Luiz Mott, do Grupo Gay da Bahia, fazia um exercício para demonstrar a desumanidade da coisa. Abria suas palestras com a frase infame: “Mantenha Salvador limpa. Mate uma bicha por dia.” A audiência caía na gargalhada. Em seguida, Mott repetia a frase, substituindo a palavra ‘bicha’ por ‘criança’. As risadas agora eram meio sem graça. Em seguida, repetia com a palavra ‘velho’. Já não se ouvia riso algum.

Não é preciso voltar à Bahia dos anos 90 para ver a intolerância em ação. A fala de Fidelix vem da mesma matriz que produz, repetidamente, os gritos de ‘macaco‘ nos estádios. Também é comum no interior do Brasil outra variação sobre o mesmo tema: “viado tem mais é que morrer!

E, no ano passado, o deputado federal Luis Carlos Heinze, do PP do avançado Estado do Rio Grande do Sul, disse durante uma audiência pública que “quilombolas, índios, gays e lésbicas” são “tudo o que não presta”.  Obviamente, o deputado deve ser de alguma raça superior.

A cultura do ódio gera resultados. Dados da Secretaria Nacional de Direitos Humanos mostram que os crimes com motivação homofóbica cresceram 47% em 2012 em relação ao ano anterior. Sessenta por cento destes crimes são contra jovens de 15 a 29 anos, e 70% deles ocorrem dentro de casa. O Governo ainda não publicou os dados de 2013, mas não é preciso ser um gênio — você pode ser o Levy Fidelix! — para adivinhar o que vem por aí…

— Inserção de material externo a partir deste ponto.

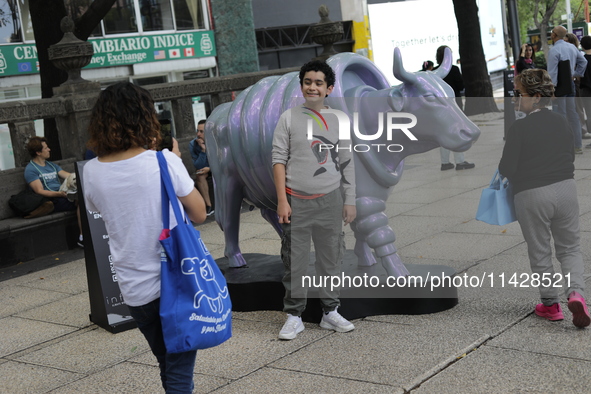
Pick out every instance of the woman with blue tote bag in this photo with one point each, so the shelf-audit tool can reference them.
(538, 159)
(123, 184)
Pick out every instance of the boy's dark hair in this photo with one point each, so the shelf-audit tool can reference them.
(318, 65)
(35, 145)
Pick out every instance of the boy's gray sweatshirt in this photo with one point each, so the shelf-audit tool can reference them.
(318, 165)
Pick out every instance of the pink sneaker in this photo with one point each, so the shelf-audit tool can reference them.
(577, 305)
(552, 313)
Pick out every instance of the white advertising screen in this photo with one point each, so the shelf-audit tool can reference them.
(419, 27)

É possível ser religioso sem ser calhorda. E é possível ser conservador sem se tornar uma figura odiosa.

Mas o ovo da serpente tem que ser reconhecido, e o discurso do ódio, denunciado pelo que é.

PS: A coluna de hoje é uma homenagem às crianças, jovens e adolescentes que, sob a inspiração e o encorajamento de discursos como o de Levy Fidelix, apanham em casa ou são rejeitados por suas famílias apenas por sua orientação sexual. A vida lhes obrigou a ter a coragem que falta aos principais candidatos à Presidência.